Hey New Mamas, This One’s For You

HOLLY MACKLE | CONTRIBUTOR

At five months postpartum my dearest college friends came to visit and love on our new daughter. We were chatting at a Starbucks when some men wearing sidearms calmly walked in. Within seconds I had our group outside crouched behind the bushes, poised to dial 911, entirely certain there was about to be a massacre and we were to be the only survivors. (Turns out militiamen just like Starbucks, too.) Postpartum depression has many faces—sadness, anger, disconnect, swings between despondency and rage—but mine showed up as fear. Irrational, unrelenting, all-consuming fear which forced me to cling to Jesus in a way I never had before.

Not every mama experiences postpartum depression. (Thank the Lord, or how would we get from one generation to the next?) But as I’ve been open about my experiences, it’s been clear many new mamas do have one thing in common: the complete over-turning of life as they knew it. How do you react to that? What do you cling to on the dark days?

Engaging Motherhood

Engaging Motherhood and Disengaging the Fear Monster

Our study, Engaging Motherhood: Heart Preparation for a Holy Calling is a place for moms of young children to connect and beat back loneliness, to be reminded of truth when lies scream so loudly, and to be assured that we are enough because he is enough. It seeks to prepare mamas for the days when sin flares up, expectations go unmet, relationships are strained, or the line between the rational and the irrational goes to blur. Done individually or in a group setting, we hope women will be steadied and encouraged by the experiences of seven mothers who have gone down this road before.
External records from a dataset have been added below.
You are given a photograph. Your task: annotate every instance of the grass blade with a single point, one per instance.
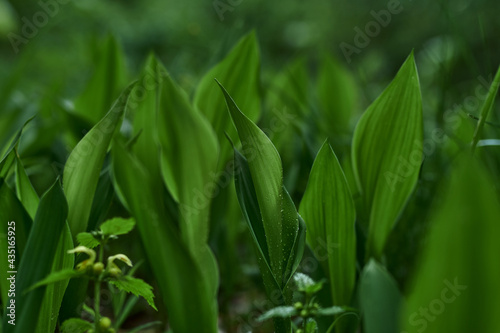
(328, 209)
(387, 154)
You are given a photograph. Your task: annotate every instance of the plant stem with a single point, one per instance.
(487, 106)
(97, 303)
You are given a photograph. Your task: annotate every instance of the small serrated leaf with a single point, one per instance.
(75, 325)
(279, 312)
(137, 287)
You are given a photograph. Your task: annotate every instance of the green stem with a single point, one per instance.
(487, 106)
(97, 301)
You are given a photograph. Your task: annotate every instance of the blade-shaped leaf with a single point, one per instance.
(329, 212)
(242, 62)
(37, 260)
(183, 288)
(486, 109)
(189, 153)
(259, 184)
(337, 96)
(83, 167)
(387, 153)
(54, 293)
(456, 280)
(25, 191)
(11, 210)
(105, 84)
(380, 299)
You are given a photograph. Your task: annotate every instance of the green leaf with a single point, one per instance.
(143, 327)
(306, 284)
(380, 299)
(456, 278)
(105, 84)
(82, 169)
(37, 259)
(333, 310)
(387, 154)
(11, 210)
(311, 326)
(329, 212)
(76, 325)
(54, 293)
(57, 276)
(25, 191)
(189, 153)
(137, 287)
(182, 285)
(243, 61)
(337, 96)
(117, 226)
(486, 109)
(279, 312)
(9, 154)
(279, 216)
(87, 239)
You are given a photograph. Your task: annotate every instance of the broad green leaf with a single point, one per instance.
(182, 285)
(243, 61)
(189, 153)
(144, 107)
(267, 205)
(455, 283)
(83, 167)
(87, 239)
(117, 226)
(379, 298)
(37, 259)
(25, 191)
(54, 292)
(76, 325)
(337, 97)
(9, 154)
(486, 109)
(329, 212)
(279, 312)
(137, 287)
(311, 326)
(105, 84)
(11, 210)
(387, 154)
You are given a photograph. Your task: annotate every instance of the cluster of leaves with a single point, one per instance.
(164, 158)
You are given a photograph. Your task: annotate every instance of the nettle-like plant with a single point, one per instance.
(103, 272)
(307, 309)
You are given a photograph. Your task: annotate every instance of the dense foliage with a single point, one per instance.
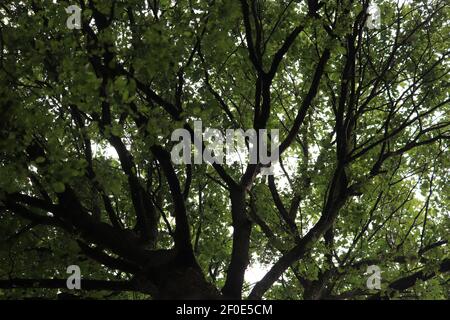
(86, 176)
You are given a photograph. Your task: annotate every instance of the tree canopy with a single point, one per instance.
(87, 179)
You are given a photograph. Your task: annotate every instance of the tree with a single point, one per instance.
(87, 177)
The following is an excerpt from the study—a day’s reflection on the only thing that will remain solid in your new upside down life.

A Night Out

“For God alone, O my soul, wait in silence, for my hope is from him. He only is my rock and my salvation, my fortress; I shall not be shaken. On God rests my salvation and my glory; my mighty rock, my refuge is God. Trust in him at all times, O people; pour out your heart before him; God is a refuge for us.” Psalm 62: 5-8 (ESV)

You glance in the mirror at the deep-purple wrap dress and wonder at how it really doesn’t look so bad. Combined with the eye makeup and the hair that seems almost relieved to be styled for the first time in two weeks, you think you really don’t look quite so bad at all. Your husband yells from the kitchen that the babysitter is here, and you tell him you’ll just pump real fast and be out in twenty minutes, ready to go. You hook yourself up to the monstrosity of the modern milk machine and pray that it will buy you at least three hours of pain-free, leak-free, uninterrupted date night. You finish in record time, slip into the black pumps with barely an audible squawk of pain, grab your tiny—not a diaper bag—clutch off the bed and open the door, ready for a real-life date.

Puke. He’s cleaning puke off his pants. “I’m sure it was just too much on her tummy without a burp,” he says nervously, glancing at the wide-eyed babysitter. The baby looks your way and starts to cry. You drop your clutch and go to reach for her out of the babysitter’s hesitant grip, and just as you get her into your hands, it happens again. Thankfully not on your dress, but not so thankfully, on the carpet. The baby is now wailing, the babysitter looks like she is planning the quickest escape route, and you can’t decide who you will join.

Ah, the joys of motherhood. But it’s one thing to take the ups and downs yourself, and a whole different thing when they begin to affect the relationship you hold most dearly in all the world. Your body will be different, your conversations will be about poop, your free time will evaporate, your sex drive may seem like a mystical unicorn you once believed in, and it will really only be a matter of weeks before you wonder the same old thing that countless couples before you have wondered: “How did we ever think we were busy before?”

Where is God in all of this? How could this possibly be his plan when he says all his plans are good? Why do I feel so discontent when all I wanted for so long was a baby? Will my marriage ever go back to normal?

Wait in silence. Trust in Him. Pour out your heart before Him. He is a rock, refuge, salvation, and stronghold. He holds your salvation and your glory. God alone is your refuge.